Airportman, si sperimenta nell’io. Litio, la provincia che è in noi
Airportman, si sperimenta nell’io
Gli Airportman sono una delle band più “sperimentali” del Cuneese. La loro musica è forma e sostanza: un (post)rock “ripulito”, pressoché solo del rumore, per un’esperienza introspettiva; tra suoni e melodie “ci si scandaglia alla ricerca di quel che non va, di noi stessi e della società in cui viviamo”. Nell’ultimo disco la band fa un ulteriore passo in avanti: David, personaggio immaginario e protagonista della storia, è un ragazzo che non sopporta più niente e nessuno, pieno di sé, sempre più estraniato dal mondo circostante; decide che quello che sta per vivere sarà il suo ultimo giorno; al piano superiore della sua sala prove immerso tra fotogrammi video di Street Spirit (Radiohead) in compagnia degli amici Lisa e Nick, all’improvviso si getta dalla finestra. Il disco è un viaggio strumentale nel travaglio psicologico, affettivo e umano dell’uomo obbligato a confrontarsi col proprio io e col mondo esterno. Si potrebbe dire che David è un’opera firmata da Airportman e Pol Bergese (membro e produttore della band), perno principale di quest’opera visto che ha agito come un musicista aggiunto nell’assemblare le partiture composte autonomamente dagli altri 4 componenti: ogni musicista ha infatti registrato le tracce in solitudine, conoscendo solo il canovaccio della storia che si voleva riprodurre. La scommessa è stata ampiamente vinta dalla band, capace di ricreare un’atmosfera decisamente cupa e claustrofobica, la nevrosi è la componente che accompagna tutto l’ascolto fino al suo epilogo. Un disco non certo facile, ma bello e intenso. Ora sarebbe interessante vedere come gli Airportman lo proporanno in live, magari facendo a meno delle macchine ed affidandosi alla capacità di ogni singolo artista d’interagire con gli altri.

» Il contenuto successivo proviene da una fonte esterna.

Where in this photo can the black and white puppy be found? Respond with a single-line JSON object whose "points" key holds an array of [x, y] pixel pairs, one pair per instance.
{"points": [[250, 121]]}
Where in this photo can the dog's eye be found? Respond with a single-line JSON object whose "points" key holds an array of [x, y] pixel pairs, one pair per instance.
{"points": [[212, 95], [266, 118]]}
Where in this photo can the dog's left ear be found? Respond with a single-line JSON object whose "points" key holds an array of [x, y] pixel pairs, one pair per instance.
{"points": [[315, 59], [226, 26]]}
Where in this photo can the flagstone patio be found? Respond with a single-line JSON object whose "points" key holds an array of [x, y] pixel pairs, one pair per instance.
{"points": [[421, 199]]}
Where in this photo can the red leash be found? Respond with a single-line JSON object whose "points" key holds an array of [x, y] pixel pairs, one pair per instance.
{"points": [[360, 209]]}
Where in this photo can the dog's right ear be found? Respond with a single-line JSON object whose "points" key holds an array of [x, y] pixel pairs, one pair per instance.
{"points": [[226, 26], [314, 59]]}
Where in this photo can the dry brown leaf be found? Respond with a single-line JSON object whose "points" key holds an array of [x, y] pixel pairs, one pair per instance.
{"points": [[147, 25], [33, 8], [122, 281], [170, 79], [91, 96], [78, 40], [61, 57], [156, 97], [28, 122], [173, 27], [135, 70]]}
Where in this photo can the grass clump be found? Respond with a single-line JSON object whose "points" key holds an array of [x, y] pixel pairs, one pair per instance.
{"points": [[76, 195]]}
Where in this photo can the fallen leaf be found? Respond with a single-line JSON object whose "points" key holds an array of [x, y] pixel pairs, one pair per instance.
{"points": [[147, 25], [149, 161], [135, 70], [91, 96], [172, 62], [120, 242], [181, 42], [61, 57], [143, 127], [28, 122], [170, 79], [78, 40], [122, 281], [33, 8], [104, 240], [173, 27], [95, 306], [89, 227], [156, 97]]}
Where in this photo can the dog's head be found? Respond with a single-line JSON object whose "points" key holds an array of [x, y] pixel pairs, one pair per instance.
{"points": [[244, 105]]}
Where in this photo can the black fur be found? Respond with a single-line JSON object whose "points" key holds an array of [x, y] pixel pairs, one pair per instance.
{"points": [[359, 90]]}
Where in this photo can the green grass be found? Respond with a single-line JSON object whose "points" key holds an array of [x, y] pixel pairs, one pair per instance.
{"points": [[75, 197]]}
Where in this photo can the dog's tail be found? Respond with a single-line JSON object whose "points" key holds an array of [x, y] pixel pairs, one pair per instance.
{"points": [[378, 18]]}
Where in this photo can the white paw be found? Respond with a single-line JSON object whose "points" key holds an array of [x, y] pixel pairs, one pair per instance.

Sono passati poco più di tre anni dal primo ascolto di Io Sono Febbraio, brano “radiofonico” che faceva da traino alla prima esperienza discografica dei monregalesi Litio, e di acqua sotto i ponti sembrerebbe esserne passata a vagonate: a (Flo)Reale è seguito un Ep, un sacco di live in giro tra provincia e torinese, e ora un disco che ha tanto di provincia (e non solo per l’etichetta, la Vollmer). “Con la semplicità” è un disco decisamente più strutturato rispetto agli esordi; parrebbe che si sia scelto di abbandonare l’immediatezza e l’orecchiabilità di (Flo)Reale, a favore di un suono e un amalgama molto più definito. La sgangheratezza dell’attitudine new wave ha trovato un nuovo ingrediente con cui mescolarsi fatto di un sound ruvido che ricorda i suoni del beat (italiano) caro a tante band dei ‘60s. Altro aspetto interessante sta nella forma usata dai Litio per parlare di sé e della realtà in cui vivono (Mamacita di nome fa Cuneo, non Barcellona): la gradevole consapevolezza di chi della vita “di provincia” vuole approfittare degli aspetti più positivi e che di quelli opprimenti cerca con ironica leggerezza di riderci sù. Questo rende i Litio una delle band che non si nasconde dietro a un dito nel suo essere “di confine”, ma che al contrario cerca di rendere il luogo in cui vive e i “suoni locali” un po’ meno desolati. E di questo ce ne rallegriamo tutti, Mamacita!